Mayor Napolitano did not cave in to a special interest group, unless that group was his re-election committee. True, he took office with this hot potato, this concrete plant fiasco, put in place from our former mayor, Mr. Laffey (who did an otherwise fine job of getting the financial issues of the city in order). Mr. Napolitano ran on the issue that he would not let the concrete plant be had, but hemmed and hawed for a bit, until he finally realized that the environmental issues and the health issues that the concrete plant posed on the city were too much to let get by, so he offered the Cullion people a golden parachute. (We can look forward to a few more appraisals of our houses based on the spending by our current mayor, meaning new tax levies.)

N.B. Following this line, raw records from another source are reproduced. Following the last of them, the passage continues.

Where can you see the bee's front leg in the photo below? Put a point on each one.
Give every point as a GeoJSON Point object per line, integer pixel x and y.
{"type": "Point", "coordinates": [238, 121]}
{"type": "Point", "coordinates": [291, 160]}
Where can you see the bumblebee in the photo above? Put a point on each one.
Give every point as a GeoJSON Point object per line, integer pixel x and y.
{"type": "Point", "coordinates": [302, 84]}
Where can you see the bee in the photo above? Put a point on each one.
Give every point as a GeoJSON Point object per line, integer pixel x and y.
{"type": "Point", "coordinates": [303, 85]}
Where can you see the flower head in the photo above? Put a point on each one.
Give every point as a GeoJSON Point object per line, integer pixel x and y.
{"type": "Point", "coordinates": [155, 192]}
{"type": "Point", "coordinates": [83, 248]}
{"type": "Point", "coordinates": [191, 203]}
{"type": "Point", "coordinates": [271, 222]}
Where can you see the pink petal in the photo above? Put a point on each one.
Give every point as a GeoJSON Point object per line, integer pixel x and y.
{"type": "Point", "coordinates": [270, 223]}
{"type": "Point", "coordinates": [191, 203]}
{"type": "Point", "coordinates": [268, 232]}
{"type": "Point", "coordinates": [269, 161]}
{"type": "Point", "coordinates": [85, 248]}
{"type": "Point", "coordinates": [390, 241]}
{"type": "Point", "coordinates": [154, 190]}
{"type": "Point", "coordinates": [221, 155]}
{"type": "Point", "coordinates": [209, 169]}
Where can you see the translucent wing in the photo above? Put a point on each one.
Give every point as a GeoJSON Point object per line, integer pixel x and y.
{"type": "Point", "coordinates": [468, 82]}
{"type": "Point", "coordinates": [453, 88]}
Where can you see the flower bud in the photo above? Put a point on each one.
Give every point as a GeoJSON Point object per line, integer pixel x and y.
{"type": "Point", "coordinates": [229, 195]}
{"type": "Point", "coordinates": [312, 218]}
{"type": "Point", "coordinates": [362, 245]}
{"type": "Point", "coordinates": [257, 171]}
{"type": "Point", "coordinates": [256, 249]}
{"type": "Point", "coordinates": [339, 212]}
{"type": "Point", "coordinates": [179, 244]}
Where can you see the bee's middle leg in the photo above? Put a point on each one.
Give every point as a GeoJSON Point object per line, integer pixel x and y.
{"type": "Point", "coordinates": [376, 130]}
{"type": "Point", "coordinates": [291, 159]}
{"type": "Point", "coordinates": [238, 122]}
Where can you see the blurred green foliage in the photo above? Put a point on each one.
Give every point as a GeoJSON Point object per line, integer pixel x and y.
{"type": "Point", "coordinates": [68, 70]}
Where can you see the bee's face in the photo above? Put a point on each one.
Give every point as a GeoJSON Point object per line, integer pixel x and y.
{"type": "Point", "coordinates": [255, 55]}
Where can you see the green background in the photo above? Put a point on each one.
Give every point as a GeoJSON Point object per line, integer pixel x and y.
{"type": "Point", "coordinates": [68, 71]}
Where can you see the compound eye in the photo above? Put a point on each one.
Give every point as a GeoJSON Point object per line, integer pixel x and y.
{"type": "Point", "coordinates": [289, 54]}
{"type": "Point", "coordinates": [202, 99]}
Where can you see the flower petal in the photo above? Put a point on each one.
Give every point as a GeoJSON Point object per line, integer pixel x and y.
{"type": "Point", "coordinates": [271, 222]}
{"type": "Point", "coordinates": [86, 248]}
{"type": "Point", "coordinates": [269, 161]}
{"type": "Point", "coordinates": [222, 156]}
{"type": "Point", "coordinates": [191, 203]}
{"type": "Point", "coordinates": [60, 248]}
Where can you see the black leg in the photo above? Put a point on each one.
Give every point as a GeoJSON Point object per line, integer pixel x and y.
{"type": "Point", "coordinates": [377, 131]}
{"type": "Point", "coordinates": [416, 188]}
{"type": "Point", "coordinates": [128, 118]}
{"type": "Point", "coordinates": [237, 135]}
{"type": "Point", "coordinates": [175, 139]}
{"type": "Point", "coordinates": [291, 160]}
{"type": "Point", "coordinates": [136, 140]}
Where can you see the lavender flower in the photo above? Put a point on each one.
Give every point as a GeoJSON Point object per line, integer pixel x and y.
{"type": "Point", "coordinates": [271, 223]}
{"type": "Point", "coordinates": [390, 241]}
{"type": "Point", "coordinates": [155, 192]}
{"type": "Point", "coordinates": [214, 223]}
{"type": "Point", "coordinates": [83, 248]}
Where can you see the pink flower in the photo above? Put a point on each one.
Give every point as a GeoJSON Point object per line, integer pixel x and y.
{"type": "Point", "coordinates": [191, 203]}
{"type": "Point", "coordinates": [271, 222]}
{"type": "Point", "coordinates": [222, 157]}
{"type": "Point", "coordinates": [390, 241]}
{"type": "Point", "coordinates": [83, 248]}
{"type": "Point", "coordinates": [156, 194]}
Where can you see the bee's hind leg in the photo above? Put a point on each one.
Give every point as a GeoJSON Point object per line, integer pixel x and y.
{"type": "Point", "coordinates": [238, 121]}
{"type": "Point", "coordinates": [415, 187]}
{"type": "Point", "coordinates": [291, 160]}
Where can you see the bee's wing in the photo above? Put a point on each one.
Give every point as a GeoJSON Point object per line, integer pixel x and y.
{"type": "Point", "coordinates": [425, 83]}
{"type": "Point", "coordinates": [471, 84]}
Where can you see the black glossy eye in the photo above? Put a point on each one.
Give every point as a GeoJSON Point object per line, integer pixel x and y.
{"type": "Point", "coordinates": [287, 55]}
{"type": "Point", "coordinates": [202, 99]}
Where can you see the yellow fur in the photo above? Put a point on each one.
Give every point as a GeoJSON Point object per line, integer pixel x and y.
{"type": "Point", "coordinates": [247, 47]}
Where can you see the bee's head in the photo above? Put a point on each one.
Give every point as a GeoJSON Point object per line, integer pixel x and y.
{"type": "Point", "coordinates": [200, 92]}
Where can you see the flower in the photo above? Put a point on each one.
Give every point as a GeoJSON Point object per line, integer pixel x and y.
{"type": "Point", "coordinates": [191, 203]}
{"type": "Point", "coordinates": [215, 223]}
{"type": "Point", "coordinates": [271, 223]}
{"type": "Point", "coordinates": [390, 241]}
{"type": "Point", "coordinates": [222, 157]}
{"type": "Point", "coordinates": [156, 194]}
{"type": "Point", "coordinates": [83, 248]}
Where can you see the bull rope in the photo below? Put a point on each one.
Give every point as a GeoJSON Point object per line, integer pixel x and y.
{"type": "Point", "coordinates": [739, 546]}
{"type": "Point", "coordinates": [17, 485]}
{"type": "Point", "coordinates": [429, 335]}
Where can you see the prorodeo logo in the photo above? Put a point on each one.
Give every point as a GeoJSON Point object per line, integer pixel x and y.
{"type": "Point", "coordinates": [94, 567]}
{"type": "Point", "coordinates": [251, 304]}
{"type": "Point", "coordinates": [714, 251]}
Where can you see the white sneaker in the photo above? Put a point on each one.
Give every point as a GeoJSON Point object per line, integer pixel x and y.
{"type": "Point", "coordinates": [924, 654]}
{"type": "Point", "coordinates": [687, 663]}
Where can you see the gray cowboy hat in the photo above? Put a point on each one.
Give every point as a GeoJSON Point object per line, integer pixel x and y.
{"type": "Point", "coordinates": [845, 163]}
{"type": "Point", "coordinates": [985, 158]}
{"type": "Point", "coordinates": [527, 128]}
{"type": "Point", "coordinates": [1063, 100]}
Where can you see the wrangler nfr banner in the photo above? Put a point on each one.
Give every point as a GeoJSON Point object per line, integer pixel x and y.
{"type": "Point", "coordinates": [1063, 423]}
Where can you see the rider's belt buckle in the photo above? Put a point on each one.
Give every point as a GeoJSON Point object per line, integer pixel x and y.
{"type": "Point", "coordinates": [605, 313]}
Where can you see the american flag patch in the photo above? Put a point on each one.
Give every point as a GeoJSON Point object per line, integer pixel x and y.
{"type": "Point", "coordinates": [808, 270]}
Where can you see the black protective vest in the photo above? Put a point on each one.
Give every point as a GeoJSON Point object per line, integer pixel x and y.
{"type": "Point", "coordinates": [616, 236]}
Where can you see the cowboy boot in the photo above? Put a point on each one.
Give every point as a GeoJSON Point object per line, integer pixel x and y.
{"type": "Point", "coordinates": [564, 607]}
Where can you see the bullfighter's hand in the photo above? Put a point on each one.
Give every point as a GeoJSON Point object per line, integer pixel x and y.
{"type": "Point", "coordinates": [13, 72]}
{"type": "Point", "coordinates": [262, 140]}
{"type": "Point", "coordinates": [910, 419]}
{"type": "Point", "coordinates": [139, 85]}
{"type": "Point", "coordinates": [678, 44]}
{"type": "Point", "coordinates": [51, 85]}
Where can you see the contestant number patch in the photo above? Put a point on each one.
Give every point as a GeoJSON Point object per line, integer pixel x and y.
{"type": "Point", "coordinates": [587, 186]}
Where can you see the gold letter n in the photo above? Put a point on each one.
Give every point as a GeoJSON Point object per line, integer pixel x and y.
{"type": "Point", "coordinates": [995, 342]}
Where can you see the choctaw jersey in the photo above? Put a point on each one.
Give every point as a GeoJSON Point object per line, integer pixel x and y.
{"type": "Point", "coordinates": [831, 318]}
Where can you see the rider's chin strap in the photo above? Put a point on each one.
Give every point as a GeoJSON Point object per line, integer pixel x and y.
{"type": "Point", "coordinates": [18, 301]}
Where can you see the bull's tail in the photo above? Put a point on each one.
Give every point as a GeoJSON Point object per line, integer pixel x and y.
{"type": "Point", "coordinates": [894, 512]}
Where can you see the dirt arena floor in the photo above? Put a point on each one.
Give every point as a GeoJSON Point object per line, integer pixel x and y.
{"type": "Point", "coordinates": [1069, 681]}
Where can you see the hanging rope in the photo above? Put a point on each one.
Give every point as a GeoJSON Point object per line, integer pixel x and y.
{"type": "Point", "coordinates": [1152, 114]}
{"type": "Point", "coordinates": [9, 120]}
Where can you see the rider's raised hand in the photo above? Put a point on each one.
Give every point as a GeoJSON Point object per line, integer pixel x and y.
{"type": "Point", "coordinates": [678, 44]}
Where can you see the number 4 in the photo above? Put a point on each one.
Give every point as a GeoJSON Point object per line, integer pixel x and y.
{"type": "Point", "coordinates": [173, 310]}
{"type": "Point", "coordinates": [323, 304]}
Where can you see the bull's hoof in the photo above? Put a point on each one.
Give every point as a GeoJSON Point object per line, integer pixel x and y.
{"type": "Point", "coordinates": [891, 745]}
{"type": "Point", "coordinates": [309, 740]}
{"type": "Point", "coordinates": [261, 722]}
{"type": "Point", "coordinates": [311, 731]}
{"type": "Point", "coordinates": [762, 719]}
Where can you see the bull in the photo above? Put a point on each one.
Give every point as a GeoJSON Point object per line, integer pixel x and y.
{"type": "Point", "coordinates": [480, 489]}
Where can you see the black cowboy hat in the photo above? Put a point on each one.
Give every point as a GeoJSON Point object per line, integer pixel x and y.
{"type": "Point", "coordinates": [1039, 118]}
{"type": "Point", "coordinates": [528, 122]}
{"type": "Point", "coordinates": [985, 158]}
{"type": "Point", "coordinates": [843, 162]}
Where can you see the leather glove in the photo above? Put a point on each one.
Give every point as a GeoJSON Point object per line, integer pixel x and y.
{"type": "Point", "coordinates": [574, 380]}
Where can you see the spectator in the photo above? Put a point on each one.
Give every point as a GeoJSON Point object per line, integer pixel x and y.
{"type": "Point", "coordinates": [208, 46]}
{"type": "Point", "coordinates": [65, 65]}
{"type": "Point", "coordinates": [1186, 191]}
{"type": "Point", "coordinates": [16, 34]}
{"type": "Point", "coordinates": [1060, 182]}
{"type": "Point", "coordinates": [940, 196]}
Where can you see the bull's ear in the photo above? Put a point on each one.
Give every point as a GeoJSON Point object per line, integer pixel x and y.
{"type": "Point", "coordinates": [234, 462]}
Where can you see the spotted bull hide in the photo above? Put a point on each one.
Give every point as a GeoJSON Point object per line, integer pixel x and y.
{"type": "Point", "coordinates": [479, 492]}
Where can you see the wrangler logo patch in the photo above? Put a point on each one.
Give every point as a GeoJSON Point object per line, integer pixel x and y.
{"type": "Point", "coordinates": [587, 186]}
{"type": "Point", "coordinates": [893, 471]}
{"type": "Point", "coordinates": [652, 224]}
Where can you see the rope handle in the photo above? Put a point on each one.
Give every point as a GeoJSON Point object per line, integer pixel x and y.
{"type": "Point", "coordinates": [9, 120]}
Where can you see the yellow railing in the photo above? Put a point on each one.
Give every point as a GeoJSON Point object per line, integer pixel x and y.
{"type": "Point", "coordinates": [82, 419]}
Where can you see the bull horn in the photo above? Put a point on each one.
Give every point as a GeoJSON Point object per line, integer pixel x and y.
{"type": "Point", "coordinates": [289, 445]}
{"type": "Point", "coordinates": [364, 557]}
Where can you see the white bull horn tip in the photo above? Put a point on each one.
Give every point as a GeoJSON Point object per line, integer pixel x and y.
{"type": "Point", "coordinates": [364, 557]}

Let me assure you, many of those of us on the board of directors of CCRZD, and in its 200-plus membership [CCRZD Editor: The correct number is over 1000 members] would have rather fought in court with the Cullion groups for 10 more years than to have offered them any money! The mayor saw this as a quick fix to something he inherited, rather than to have taken the right stand and fought for what is right and just. When voting, unfortunately, most folks remember only what you did yesterday, not what you have done or are doing that is right. For Napolitano, the quickest, safest and surest thing was to give them an offer they couldn’t refuse. Unfortunately, we will pay for it. The $700,000 being discussed is only a fraction of $1.9 million (36.8 percent), so that seems like the other 63.2 percent is coming out of our hides, or in taxes.
Some would rather pay the new taxes than have a concrete plant ruining our health. Though I am hoping it will be gone, and the proper zoning be made in the city so it won’t occur again, I’d have been in for a good fight in court. I really don’t think they would have won. Sure, some political faces might have wound up with pie on them, but that would be a bonus. Remember, this is what you get when you continue to re-elect the same people every time. Seems only one or two councilmen didn’t want to pay a cent to them. Think before you vote this year.